政府がこのほど示した経済対策の五つの柱は、急激な物価高や人口減少への対応、国内投資促進などで、このうち物価抑制は短期的には可能かもしれないし、人口減少は長期的な視野で臨むのだろう。

国内投資の促進についてはどうか。半導体や蓄電池の国内生産支援に向けた設備投資の税制優遇などを盛り込んだ対策が今月末に発表されるという。

確かに日本は1970年代、政府と実業界が協力して技術の発展方向を正しく見定め、コンピューターと半導体へ集中的に投資。その分野を世界的レベルで競争できるまで引き上げた。

ところが今、半導体、脱炭素、バイオ、量子、通信などハイテク技術の開発で欧米、中国、一部新興国などがしのぎを削り熾烈(しれつ)な競争を繰り広げている。日本は、コンピューター大手のIBMなど米国だけとの技術競争ではなくなった。
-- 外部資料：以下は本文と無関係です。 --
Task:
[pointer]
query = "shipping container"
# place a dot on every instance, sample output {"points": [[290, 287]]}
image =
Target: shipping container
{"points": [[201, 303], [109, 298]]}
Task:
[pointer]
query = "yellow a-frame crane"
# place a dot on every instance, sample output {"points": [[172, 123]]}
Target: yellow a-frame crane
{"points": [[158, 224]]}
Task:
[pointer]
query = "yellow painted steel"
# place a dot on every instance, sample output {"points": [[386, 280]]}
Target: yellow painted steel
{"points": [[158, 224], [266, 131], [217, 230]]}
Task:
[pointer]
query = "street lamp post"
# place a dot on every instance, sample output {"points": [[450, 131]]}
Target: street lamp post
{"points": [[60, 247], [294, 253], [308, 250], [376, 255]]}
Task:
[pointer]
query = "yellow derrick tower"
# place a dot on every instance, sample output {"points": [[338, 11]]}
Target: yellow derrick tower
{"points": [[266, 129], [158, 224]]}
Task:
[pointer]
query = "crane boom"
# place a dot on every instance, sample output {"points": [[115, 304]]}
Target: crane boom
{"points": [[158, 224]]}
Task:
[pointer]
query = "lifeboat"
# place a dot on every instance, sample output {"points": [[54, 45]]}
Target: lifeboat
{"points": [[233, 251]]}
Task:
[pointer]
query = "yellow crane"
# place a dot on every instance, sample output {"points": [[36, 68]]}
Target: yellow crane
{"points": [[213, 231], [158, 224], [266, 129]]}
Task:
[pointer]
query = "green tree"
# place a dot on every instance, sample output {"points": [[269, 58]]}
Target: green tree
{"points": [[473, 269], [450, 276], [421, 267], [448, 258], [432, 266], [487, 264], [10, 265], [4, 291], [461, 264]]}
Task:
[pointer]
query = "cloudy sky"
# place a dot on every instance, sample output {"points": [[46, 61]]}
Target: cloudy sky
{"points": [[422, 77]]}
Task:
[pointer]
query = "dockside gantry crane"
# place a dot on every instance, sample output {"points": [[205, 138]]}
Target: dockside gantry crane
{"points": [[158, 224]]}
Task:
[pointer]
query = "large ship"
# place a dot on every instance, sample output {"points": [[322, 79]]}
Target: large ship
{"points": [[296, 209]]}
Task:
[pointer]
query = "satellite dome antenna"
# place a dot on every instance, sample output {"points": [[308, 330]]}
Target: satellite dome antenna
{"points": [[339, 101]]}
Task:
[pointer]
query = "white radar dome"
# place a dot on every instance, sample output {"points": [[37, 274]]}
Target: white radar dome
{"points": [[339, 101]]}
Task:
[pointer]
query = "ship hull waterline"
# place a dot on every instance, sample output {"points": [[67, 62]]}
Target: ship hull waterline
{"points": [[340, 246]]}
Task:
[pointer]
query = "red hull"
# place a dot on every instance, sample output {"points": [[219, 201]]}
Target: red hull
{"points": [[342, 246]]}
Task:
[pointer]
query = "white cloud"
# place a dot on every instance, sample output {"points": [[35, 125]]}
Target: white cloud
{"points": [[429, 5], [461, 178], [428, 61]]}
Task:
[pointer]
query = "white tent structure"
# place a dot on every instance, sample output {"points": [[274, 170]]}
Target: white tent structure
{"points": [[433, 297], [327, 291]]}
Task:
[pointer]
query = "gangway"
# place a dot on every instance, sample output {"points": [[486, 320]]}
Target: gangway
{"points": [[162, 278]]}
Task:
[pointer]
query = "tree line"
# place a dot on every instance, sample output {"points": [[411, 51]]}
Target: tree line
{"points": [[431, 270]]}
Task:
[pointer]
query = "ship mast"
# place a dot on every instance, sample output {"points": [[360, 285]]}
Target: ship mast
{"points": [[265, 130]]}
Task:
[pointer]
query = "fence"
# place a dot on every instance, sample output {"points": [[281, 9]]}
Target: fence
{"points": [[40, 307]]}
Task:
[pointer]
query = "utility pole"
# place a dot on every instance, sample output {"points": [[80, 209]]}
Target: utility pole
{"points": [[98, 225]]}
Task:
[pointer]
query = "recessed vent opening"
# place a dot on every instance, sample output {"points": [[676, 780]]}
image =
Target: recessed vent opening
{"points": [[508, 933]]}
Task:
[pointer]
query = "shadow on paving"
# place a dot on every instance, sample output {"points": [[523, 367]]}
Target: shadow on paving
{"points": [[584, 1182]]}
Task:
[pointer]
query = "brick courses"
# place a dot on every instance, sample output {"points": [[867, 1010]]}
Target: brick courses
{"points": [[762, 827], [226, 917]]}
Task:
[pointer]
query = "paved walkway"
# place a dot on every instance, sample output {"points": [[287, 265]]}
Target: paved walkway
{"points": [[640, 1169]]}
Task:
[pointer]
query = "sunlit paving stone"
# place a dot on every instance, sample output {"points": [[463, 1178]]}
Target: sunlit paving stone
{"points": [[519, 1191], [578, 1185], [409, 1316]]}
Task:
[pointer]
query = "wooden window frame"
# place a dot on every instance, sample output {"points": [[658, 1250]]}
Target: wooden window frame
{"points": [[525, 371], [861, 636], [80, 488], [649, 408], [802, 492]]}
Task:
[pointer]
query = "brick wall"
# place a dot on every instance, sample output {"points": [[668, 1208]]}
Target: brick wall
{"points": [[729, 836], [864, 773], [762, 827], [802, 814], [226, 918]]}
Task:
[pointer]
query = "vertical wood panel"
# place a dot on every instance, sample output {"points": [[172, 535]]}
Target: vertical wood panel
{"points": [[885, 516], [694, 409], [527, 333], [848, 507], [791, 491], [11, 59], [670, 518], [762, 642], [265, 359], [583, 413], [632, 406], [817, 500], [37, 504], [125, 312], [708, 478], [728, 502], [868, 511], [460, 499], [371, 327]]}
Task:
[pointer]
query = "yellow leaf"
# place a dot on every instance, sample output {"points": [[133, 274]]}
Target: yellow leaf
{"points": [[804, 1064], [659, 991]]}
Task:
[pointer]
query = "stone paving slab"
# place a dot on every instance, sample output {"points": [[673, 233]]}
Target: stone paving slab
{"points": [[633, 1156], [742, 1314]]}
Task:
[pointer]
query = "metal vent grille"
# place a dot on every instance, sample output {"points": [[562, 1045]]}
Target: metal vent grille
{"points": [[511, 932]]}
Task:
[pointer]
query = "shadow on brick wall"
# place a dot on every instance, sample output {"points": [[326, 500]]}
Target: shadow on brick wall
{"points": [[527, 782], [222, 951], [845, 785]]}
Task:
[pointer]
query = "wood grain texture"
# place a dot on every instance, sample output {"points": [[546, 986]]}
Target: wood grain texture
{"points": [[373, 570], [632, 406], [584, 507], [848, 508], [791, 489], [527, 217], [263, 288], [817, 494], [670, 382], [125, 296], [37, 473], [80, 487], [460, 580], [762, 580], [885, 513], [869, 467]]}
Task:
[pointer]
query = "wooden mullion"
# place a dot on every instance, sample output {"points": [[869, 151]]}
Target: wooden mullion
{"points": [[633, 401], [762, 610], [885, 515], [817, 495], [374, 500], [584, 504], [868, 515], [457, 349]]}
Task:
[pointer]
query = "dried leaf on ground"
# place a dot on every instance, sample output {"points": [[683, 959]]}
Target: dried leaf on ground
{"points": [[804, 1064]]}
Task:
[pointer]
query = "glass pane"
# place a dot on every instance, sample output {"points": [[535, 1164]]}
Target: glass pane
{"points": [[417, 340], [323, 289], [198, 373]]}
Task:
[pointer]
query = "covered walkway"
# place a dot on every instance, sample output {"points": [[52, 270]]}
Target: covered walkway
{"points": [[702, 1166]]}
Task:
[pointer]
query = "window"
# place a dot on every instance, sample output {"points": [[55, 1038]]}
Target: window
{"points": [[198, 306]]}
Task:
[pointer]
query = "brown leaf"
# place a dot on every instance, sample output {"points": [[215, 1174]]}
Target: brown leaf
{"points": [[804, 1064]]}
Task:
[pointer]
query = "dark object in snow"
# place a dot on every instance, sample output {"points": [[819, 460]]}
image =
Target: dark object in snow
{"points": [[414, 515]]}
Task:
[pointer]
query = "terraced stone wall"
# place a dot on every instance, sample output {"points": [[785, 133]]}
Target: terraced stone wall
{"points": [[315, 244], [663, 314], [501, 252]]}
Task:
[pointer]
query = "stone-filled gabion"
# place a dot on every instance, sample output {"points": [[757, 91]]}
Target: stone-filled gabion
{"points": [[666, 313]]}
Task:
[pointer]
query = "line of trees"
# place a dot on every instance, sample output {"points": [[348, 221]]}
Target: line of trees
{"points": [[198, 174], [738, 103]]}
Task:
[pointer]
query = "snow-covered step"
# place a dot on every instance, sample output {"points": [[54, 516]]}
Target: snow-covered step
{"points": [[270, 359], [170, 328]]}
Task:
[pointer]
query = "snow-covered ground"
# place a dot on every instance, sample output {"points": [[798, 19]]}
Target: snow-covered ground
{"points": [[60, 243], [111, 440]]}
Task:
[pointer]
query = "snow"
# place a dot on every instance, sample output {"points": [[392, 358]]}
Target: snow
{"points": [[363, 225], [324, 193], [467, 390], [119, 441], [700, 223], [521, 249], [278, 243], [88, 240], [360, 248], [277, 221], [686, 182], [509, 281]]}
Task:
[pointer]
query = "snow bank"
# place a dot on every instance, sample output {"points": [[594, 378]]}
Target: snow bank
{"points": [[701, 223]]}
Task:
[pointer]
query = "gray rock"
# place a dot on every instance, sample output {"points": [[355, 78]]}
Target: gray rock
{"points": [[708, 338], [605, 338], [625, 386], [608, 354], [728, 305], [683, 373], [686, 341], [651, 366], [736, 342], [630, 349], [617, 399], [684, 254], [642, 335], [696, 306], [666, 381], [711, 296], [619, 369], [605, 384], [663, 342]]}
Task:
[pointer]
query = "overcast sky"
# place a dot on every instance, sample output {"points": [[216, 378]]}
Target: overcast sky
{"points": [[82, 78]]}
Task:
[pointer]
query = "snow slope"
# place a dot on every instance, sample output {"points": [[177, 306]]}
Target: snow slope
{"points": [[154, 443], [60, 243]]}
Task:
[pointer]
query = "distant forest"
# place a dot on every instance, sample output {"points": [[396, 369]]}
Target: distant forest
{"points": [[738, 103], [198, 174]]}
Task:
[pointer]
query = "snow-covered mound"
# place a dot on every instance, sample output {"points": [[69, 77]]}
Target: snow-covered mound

わが国がその発展方向を見定め、先取りして取り組む具体的な技術がなかなか見えてこない。ごく一部の大手企業を除き各企業は経営戦略で苦心惨憺(さんたん)しているが、それを決めるのは結局、市場なのだろう。今回の政府の成長分野を絞り込んでの投資促進策は上滑りしないか。

70年代の飛躍について村山裕三著『テクノシステム転換の戦略』は「当時の技術者を技術開発に駆り立てたのは、『技術立国』に日本を押し上げようとする熱意(だった)」と。岸田文雄政権は「技術立国」の旗を掲げ邁進(まいしん)する国家的機運をつくり出すことが必要だ。